Here’s a juicy tidbit to give you a feel for the theme of casually brutal misogyny:

The only unusual relationship was the one I maintained for years with the faithful Damiana.  She was almost a girl, Indianlike, strong, rustic, her words few and brusque, who went barefoot so as not to disturb me while I was working.  I remember I was reading La Lozana Andaluza—The Haughty Andalusian Girl—in the hammock in the hallway, when I happened to see her bending over in the laundry room wearing a skirt so short it bared her succulent curves.  Overcome by irresistible excitement, I pulled her skirt up in back, pulled her underwear down to her knees, and charged her from behind.  Oh, Senor, she said, with a mournful lament, that wasn’t made for coming in but for going out.  A profound tremor shook her body but she stood firm.  Humiliated at having humiliated her, I wanted to pay her twice what the most expensive women cost at the time, but she would not take a cent, and I had to raise her salary calculated on the basis of one mounting a month, always while she was doing the laundry, and always from the back.

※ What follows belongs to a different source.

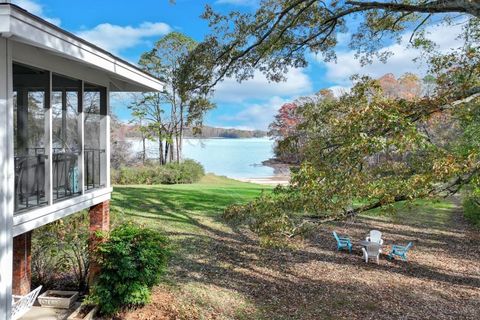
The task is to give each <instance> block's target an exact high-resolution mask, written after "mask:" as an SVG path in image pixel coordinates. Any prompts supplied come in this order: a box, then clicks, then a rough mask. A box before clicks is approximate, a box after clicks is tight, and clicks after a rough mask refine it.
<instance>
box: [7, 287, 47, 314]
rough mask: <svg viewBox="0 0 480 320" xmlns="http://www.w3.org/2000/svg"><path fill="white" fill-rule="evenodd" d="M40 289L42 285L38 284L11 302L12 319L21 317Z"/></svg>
mask: <svg viewBox="0 0 480 320" xmlns="http://www.w3.org/2000/svg"><path fill="white" fill-rule="evenodd" d="M40 290H42V286H39V287H38V288H36V289H35V290H33V291H32V292H30V293H29V294H27V295H25V296H23V297H19V298H18V300H17V301H13V302H12V320H17V319H19V318H21V317H22V316H24V315H25V313H27V312H28V311H29V310H30V309H31V308H32V306H33V304H34V303H35V300H36V299H37V296H38V294H39V293H40Z"/></svg>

I ask myself what are we to make of this craziness?  Garcia Marquez is a star in the literary pantheon, presumably he’s got the exquisite self-awareness of a sophisticated writer. The critics quoted on the jacket have the decency to call it “disturbing”.  Elitist manners, I suppose.  I wonder if Garcia Marquez is only trying to get under the skin of readers like me, people who take things too literally and are incensed at every instance of male desire having dominion over women.

The professional readers are no help.  David Hellman of the San Francisco Chronicles does tsk tsk a bit in his review, about the objectification of women, but then concludes this way:

“Memories of My Melancholy Whores” is reminiscent in many ways of the spare but graceful novels of Camus, in which simplicity belies depth. It is an existential riff on the many qualities of love and a skillfully controlled and disciplined work of literature. In 2000, a hoax was perpetrated that led many to believe that García Márquez was near death, and though the maestro’s health has been fragile for years, this work proves there is much left in those old bones.

Nov 27, 2005

I feel like screaming at the use of the word love here, but I tell myself it’s obsequious, it’s fawning.  The whole endeavor of reading the book feels oppressive and depressing.

At the risk of apologizing for this book, I would say Garcia Marquez is taking confessional honesty, or memoir, to its extreme, showing us the limits of those genres. As we see in “Memories of My Melancholy Whores”, the confessional crosses into the obscene in the wink of an eye.  By exposing himself so rawly, the line is drawn and stepped over, time and again.  On the one side reasonableness, decency, home values, and on the other all the demands of whim, obsession, and self-indulgence.  One might conclude that his work steps outside the personal authorial voice for this reason.  Failing to find his imagination sufficiently met in the personal, he ventures into the hallucinatory and dream-like. From that vantage point he could see through just the type of petty, transitory attachment that is played out in this novel.